After that I turn on the refresh rate to 60s and merge factor to 10.
Turn on the replicate to 1 (which takes a lot of time to complete btw). But
then I try to index data from Elastica (PHP Client) and get a lots
of "UnavailableShardsException[[index][21] [1] shardIt, [0] active :
Timeout waiting for [1m], request:
org.elasticsearch.action.bulk.BulkShardRequest@6a7604b7]" Errors... I
didn't know what that meant, so I proceed to a full cluster restart (just
in case someone was broken) then when the cluster rebooted, 33shards were
missing from the cluster... Does somebody have an idea about what might
have hapenned ? Moreover, I use bulk (size 100) but I can't seem to be able
to index at 2K/doc/sec... I think that "indexer-only" nodes would be great
for my case but this isn't possible to do so in ES or I'm a wrong ?
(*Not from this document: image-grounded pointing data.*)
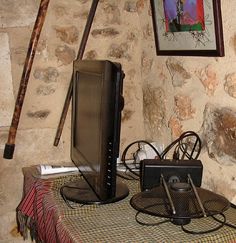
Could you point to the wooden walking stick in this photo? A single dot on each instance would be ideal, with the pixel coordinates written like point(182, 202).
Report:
point(10, 145)
point(79, 57)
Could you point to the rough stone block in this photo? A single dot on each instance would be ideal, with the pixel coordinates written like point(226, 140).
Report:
point(219, 133)
point(15, 14)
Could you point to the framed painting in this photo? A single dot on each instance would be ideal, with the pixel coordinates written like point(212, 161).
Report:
point(188, 27)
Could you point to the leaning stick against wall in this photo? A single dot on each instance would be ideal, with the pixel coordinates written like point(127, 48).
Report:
point(79, 57)
point(10, 145)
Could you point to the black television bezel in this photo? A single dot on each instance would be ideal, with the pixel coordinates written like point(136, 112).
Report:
point(106, 188)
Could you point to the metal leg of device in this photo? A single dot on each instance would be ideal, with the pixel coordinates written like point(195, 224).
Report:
point(196, 195)
point(168, 194)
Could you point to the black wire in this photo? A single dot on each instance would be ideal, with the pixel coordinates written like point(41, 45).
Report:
point(182, 146)
point(206, 231)
point(64, 197)
point(123, 157)
point(227, 224)
point(149, 224)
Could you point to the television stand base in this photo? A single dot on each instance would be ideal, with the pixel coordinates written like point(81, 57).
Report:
point(80, 192)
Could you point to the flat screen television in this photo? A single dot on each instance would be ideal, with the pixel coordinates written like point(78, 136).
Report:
point(97, 103)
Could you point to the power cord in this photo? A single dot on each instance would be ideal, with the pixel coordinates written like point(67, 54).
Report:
point(133, 174)
point(188, 141)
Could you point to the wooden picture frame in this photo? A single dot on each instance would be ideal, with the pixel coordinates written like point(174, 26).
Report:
point(181, 29)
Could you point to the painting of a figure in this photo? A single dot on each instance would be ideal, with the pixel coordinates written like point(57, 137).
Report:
point(184, 15)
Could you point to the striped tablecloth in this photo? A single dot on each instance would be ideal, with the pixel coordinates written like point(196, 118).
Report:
point(44, 213)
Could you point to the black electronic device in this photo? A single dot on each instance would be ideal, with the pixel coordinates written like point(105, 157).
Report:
point(97, 103)
point(172, 170)
point(171, 189)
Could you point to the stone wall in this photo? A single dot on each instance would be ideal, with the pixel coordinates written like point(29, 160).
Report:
point(164, 96)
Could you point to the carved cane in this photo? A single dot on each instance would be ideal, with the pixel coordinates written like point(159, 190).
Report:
point(79, 57)
point(10, 145)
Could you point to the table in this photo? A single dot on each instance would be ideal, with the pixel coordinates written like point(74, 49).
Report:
point(45, 215)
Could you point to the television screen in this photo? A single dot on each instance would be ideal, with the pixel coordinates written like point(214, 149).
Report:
point(97, 103)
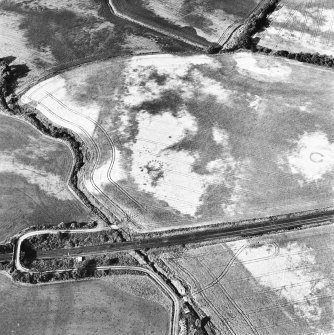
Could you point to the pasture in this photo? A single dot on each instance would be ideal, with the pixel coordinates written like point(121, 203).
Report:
point(186, 140)
point(112, 305)
point(34, 170)
point(45, 34)
point(276, 284)
point(201, 23)
point(301, 26)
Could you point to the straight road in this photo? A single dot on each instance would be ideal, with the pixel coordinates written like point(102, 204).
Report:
point(189, 237)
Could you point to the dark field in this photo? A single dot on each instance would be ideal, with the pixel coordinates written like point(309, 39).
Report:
point(33, 180)
point(201, 22)
point(90, 307)
point(43, 34)
point(201, 139)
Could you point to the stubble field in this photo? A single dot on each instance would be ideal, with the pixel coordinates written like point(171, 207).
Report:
point(276, 284)
point(301, 26)
point(182, 140)
point(34, 171)
point(112, 305)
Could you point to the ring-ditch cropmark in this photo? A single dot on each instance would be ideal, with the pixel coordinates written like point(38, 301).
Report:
point(316, 157)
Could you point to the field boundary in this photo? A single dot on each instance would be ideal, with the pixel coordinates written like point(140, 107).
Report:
point(116, 8)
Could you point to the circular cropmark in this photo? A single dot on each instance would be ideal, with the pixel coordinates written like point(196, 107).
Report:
point(316, 157)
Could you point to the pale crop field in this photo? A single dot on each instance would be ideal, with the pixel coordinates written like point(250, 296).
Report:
point(278, 284)
point(113, 304)
point(34, 172)
point(301, 26)
point(187, 140)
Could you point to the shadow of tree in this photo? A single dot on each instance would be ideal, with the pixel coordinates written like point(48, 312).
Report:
point(15, 72)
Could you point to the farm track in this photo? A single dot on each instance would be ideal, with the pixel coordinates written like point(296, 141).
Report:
point(112, 148)
point(155, 277)
point(117, 8)
point(188, 237)
point(131, 215)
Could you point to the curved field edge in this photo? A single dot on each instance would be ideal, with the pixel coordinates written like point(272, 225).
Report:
point(34, 186)
point(133, 269)
point(295, 214)
point(32, 116)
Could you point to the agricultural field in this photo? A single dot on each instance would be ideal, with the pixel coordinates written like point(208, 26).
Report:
point(118, 304)
point(200, 22)
point(275, 284)
point(301, 26)
point(187, 140)
point(44, 34)
point(34, 170)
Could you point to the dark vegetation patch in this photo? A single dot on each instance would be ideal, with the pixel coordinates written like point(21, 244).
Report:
point(85, 268)
point(68, 240)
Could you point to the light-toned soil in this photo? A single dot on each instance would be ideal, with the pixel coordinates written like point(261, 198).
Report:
point(301, 26)
point(88, 307)
point(279, 284)
point(34, 170)
point(185, 140)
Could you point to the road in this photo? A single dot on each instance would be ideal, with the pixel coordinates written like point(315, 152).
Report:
point(189, 237)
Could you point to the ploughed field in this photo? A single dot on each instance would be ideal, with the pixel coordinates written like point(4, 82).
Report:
point(201, 23)
point(34, 171)
point(277, 284)
point(301, 26)
point(44, 34)
point(185, 140)
point(121, 304)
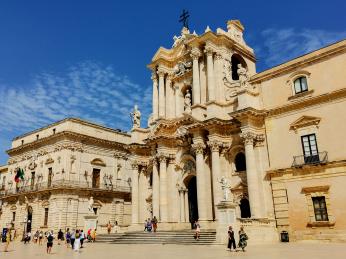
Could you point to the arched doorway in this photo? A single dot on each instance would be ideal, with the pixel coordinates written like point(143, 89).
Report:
point(245, 208)
point(29, 219)
point(192, 196)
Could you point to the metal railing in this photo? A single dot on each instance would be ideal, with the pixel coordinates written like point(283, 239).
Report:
point(117, 186)
point(320, 158)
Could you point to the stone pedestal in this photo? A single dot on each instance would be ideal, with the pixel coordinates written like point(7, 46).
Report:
point(227, 217)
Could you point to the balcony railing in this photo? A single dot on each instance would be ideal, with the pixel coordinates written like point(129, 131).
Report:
point(320, 158)
point(117, 186)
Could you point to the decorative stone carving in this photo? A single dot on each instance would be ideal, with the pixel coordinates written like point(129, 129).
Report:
point(187, 102)
point(136, 118)
point(182, 67)
point(225, 185)
point(198, 148)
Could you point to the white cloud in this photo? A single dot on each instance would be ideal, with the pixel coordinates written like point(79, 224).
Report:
point(276, 46)
point(88, 90)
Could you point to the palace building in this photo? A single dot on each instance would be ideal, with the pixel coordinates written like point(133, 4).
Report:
point(224, 144)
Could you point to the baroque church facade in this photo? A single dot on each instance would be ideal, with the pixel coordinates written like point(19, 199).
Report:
point(224, 145)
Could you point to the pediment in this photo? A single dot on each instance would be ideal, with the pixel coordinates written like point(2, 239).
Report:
point(305, 121)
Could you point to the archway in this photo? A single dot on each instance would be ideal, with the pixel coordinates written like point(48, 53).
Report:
point(29, 219)
point(192, 197)
point(245, 208)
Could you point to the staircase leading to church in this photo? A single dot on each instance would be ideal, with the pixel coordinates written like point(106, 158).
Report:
point(184, 237)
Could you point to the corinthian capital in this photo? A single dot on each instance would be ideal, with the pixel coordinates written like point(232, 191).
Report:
point(198, 148)
point(248, 137)
point(195, 53)
point(214, 145)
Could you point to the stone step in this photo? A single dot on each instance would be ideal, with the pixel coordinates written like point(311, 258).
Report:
point(184, 237)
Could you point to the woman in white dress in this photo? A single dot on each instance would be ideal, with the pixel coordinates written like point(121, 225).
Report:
point(77, 241)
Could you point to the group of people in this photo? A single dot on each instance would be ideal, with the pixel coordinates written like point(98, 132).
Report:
point(150, 225)
point(242, 239)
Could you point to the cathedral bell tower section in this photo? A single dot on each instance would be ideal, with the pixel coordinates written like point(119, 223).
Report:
point(206, 76)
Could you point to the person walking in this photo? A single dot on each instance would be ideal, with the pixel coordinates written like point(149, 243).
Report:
point(109, 227)
point(197, 227)
point(60, 236)
point(154, 223)
point(50, 239)
point(76, 245)
point(73, 238)
point(8, 240)
point(231, 239)
point(68, 237)
point(82, 237)
point(40, 237)
point(242, 239)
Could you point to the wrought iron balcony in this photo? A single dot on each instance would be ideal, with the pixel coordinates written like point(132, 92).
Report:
point(117, 186)
point(320, 158)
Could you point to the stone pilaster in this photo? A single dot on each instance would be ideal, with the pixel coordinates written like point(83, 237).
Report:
point(196, 88)
point(201, 181)
point(135, 194)
point(156, 190)
point(251, 173)
point(162, 111)
point(155, 97)
point(210, 73)
point(163, 189)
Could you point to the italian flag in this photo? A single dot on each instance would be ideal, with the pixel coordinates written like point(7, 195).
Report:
point(19, 175)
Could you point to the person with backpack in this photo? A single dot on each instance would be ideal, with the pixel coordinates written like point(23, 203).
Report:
point(50, 239)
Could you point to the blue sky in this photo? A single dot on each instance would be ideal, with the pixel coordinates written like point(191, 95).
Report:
point(88, 59)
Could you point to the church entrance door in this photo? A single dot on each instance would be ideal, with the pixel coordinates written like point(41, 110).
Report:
point(192, 196)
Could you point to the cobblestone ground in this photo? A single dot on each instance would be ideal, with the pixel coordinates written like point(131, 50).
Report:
point(101, 251)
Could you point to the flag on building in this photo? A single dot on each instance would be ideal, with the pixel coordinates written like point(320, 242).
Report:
point(19, 175)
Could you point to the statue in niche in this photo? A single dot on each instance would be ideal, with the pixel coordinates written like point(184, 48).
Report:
point(91, 204)
point(243, 76)
point(136, 117)
point(187, 102)
point(225, 185)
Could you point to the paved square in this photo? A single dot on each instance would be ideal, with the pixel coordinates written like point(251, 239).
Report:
point(100, 250)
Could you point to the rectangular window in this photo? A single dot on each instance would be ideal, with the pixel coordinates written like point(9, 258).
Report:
point(320, 208)
point(50, 174)
point(32, 184)
point(310, 149)
point(45, 223)
point(300, 85)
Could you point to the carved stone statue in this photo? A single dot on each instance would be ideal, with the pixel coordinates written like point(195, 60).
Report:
point(90, 204)
point(243, 76)
point(136, 117)
point(225, 185)
point(187, 102)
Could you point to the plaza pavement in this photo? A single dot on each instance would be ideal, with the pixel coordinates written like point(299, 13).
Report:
point(103, 251)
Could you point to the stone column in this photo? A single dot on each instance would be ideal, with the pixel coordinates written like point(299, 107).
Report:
point(201, 181)
point(161, 94)
point(163, 189)
point(134, 193)
point(251, 173)
point(186, 203)
point(169, 98)
point(196, 88)
point(155, 97)
point(210, 74)
point(182, 205)
point(143, 188)
point(177, 101)
point(220, 94)
point(215, 163)
point(156, 190)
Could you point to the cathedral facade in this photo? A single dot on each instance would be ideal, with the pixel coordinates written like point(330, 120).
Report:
point(224, 145)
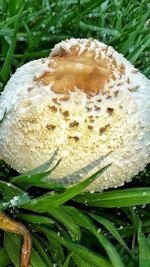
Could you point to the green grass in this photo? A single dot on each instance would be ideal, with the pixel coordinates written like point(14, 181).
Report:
point(68, 227)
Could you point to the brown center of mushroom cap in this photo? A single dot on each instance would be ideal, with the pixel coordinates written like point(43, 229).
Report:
point(71, 70)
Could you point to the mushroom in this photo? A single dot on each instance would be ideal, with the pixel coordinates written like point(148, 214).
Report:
point(85, 99)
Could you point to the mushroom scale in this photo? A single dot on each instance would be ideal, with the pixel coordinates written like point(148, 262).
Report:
point(85, 99)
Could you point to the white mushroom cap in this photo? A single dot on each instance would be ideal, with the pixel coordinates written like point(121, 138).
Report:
point(85, 99)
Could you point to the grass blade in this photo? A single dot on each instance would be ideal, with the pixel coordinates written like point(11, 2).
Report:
point(116, 198)
point(144, 248)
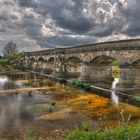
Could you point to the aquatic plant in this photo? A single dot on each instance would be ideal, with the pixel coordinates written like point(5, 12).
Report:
point(119, 133)
point(85, 126)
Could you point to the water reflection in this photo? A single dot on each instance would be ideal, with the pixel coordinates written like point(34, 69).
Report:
point(21, 108)
point(114, 97)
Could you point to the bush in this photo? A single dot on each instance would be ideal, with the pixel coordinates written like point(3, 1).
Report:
point(120, 133)
point(63, 80)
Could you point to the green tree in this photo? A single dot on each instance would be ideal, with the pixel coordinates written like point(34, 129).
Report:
point(10, 49)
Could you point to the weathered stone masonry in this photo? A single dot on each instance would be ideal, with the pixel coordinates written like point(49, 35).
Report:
point(90, 62)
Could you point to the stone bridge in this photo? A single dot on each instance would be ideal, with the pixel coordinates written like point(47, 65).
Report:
point(90, 62)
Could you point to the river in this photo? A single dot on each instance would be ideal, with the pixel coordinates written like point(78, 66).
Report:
point(31, 104)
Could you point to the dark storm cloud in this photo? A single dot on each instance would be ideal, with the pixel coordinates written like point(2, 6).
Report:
point(59, 23)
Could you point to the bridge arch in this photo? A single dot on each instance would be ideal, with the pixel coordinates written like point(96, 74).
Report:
point(33, 63)
point(101, 68)
point(49, 65)
point(73, 67)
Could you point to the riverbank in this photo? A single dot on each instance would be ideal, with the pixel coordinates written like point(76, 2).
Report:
point(51, 110)
point(123, 97)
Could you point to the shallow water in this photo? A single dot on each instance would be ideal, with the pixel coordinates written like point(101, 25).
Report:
point(31, 103)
I'm kind of depressed right now because that's the 2nd time that
something like that happens to me... does anybody have every managed a ES
cluster with this size ? I'm using tmux ssh to manage servers, but it's
kind of a pain. I'm using Elasticsearch-Head and Bigdesk to monitor my
cluster health.

Other thing, It seems that I have a lot of timeout between the
nodes... I switched from Multicast to unicast to try to fix that, but the
cluster recovered in the state I told you (33 shards missing...).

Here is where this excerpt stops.